PBA members pay a percentage of their salary and overtime in union dues, and the annual amount can often exceed $1,000, according to past and present union members. The PBA has more than 700 dues-paying members and in previous years there were well over 800.

Referring to the widespread practice of union board members being allowed to take a guest, either a spouse or significant other, to out-of-town conferences, that has been an “unwritten policy” of the PBA, the audit reported.

The draft copy also cites the airline expenses on Meegan’s credit card for the 24-month period:

“Total airline expenses for a spouse or significant other amounted to $3,349. The purchase of the spouse’s airline ticket should not have been included as a PBA expense and also should have been included on the board member’s W-2 [form] or reimbursed.

“Meegan indicated that neither he nor the other board members knew the treatment of the guest’s airline ticket was not proper.”

PBA officials at a June 2011 conference in Las Vegas were given $2,000 each but never were required to submit bills to verify that their spending was on union-related expenses, the audit found.

“Meegan indicated that the amounts were for spending money for meals, golf, etc. We advised Meegan that the proper treatment would have been to view the $2,000 to each individual as an advance and to have them provide receipts supporting their expenses and PBA business reason.

“Any amounts not spent should have been remitted back to the PBA. Due to the lack of supporting documentation, it is impossible to conclude as to their propriety.”

Among those receiving the stipends were now-retired Capt. Mark Morgan and Central District Lt. Sean O’Brien, who were PBA officers at the time.

When he was first elected PBA president more than two decades ago, Meegan explained to the auditors, the outgoing union president had “instructed him” that it was proper to use the union credit card to entertain PBA members and politicians, and to cover other various expenses incurred as president.

“Meegan stated that he had discussed the credit card charges and what documentation was required to be maintained with someone at the PBA’s previous accounting firm and he was advised that it was not necessary to maintain receipts or invoices,” the audit stated.

Meegan’s immediate predecessor as PBA president was now-retired Lt. Larry J. Baehre, who served in the position in 1986 and 1987.

“We did have a PBA credit card, and it was proper to use it for approved PBA expenses, but it was not a carte blanche credit card,” Baehre said Saturday.

“It was to be used for legitimate, and very minimal, expenses,” he added. “I’d be astonished if the credit card bill was ever over $250 a month.”

The PBA’s annual summer outing at Darien Lake amusement park also came under question with concern about the purchase of alcohol and lodging.

“It was noted there were payments made to Frontier Liquor and Pellicano’s out of the benefit fund for family day at Darien Lake. Based on discussions with various board members, there was no alcohol provided at the event and it is unclear why there would be these vendor payments.”

The auditors also raised questions about why Meegan charged the PBA for lodging at Darien Lake during the annual event.

“Based on discussions with various board members, this was not an approved expense of the PBA,” the audit stated.

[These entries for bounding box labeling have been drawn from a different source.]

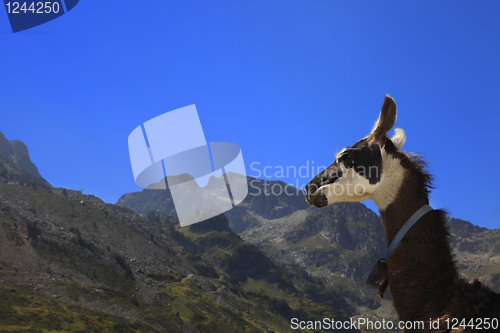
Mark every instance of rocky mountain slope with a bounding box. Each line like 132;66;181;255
0;131;355;332
118;177;500;326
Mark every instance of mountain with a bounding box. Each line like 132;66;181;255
117;177;500;319
0;132;50;187
0;131;355;332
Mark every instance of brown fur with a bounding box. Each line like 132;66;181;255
381;149;500;332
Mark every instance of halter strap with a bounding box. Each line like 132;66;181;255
384;205;433;259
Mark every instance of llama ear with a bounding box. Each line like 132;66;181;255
391;128;406;150
368;95;396;147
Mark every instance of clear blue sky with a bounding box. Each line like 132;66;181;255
0;0;500;228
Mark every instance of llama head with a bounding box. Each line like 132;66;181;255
306;95;405;210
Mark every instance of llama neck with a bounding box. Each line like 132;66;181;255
380;170;457;320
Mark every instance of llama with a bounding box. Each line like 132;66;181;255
306;95;500;332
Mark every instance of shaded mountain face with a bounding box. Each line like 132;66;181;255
0;134;354;332
114;171;500;319
116;177;309;233
0;132;50;186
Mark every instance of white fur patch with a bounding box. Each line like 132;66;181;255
391;128;406;150
319;147;405;211
371;147;406;211
319;163;379;204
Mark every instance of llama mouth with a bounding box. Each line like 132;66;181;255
306;191;328;208
305;162;342;208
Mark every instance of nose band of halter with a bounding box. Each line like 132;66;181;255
366;205;433;298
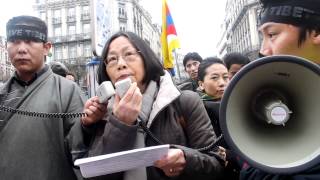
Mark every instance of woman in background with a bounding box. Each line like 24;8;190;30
82;32;222;180
198;57;240;179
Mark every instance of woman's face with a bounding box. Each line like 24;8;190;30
104;36;145;92
199;63;229;99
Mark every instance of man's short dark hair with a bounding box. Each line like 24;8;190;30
260;0;320;46
183;52;202;68
222;52;250;70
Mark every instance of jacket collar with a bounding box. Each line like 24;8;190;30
147;71;181;127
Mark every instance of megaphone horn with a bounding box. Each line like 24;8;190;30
220;56;320;174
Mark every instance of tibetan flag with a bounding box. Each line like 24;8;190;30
161;0;180;69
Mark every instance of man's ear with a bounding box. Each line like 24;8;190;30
198;81;204;91
311;31;320;45
43;42;52;56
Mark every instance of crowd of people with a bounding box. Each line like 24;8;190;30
0;0;320;180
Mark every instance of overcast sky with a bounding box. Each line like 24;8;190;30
0;0;226;57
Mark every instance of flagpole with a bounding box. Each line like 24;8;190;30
173;49;181;82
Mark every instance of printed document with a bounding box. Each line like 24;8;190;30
74;144;169;178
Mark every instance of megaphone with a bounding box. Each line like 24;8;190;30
219;56;320;174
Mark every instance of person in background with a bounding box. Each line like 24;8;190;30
66;71;76;82
198;57;240;179
0;16;85;180
50;61;69;77
178;52;202;92
198;57;229;139
240;0;320;180
222;52;250;80
82;32;222;180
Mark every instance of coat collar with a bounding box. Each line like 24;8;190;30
147;71;181;127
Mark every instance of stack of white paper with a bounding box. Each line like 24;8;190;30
74;144;169;178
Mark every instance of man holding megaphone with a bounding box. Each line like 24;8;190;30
240;0;320;180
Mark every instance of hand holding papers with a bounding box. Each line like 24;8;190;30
74;144;169;178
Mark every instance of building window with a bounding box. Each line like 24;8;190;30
54;46;63;60
68;25;76;35
83;43;91;57
53;9;61;24
69;44;77;59
54;26;62;36
68;7;76;16
40;12;47;21
67;7;76;22
82;23;91;34
82;6;90;14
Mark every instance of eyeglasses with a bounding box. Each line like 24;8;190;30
104;50;141;67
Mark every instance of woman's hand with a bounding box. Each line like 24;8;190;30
113;82;142;125
81;96;108;126
154;149;186;177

The audit contains 11 specific recommendations from Freed Maxick, including the PBA creating a better system of accountability, putting records on an electronic software program, a monthly review to reconcile bank statements with charges, a better spelling out of spending practices in the PBA bylaws and better control of payments from the PBA treasurer to its delegates.

As union president, Meegan’s salary was $34,500 annually, in addition to his lieutenant’s salary of $84,000. He retired from the Buffalo Police Department at the end of 2011, after taking over the union presidency on Jan. 1, 1988.

Just before he retired, Meegan noted that the top basic pay for a Buffalo police officer during his tenure rose from $22,400 to $64,095. He also took credit for taking politics out of the Police Department, with a seniority system that prevented officers from being transferred in and out of positions at the whim of the city.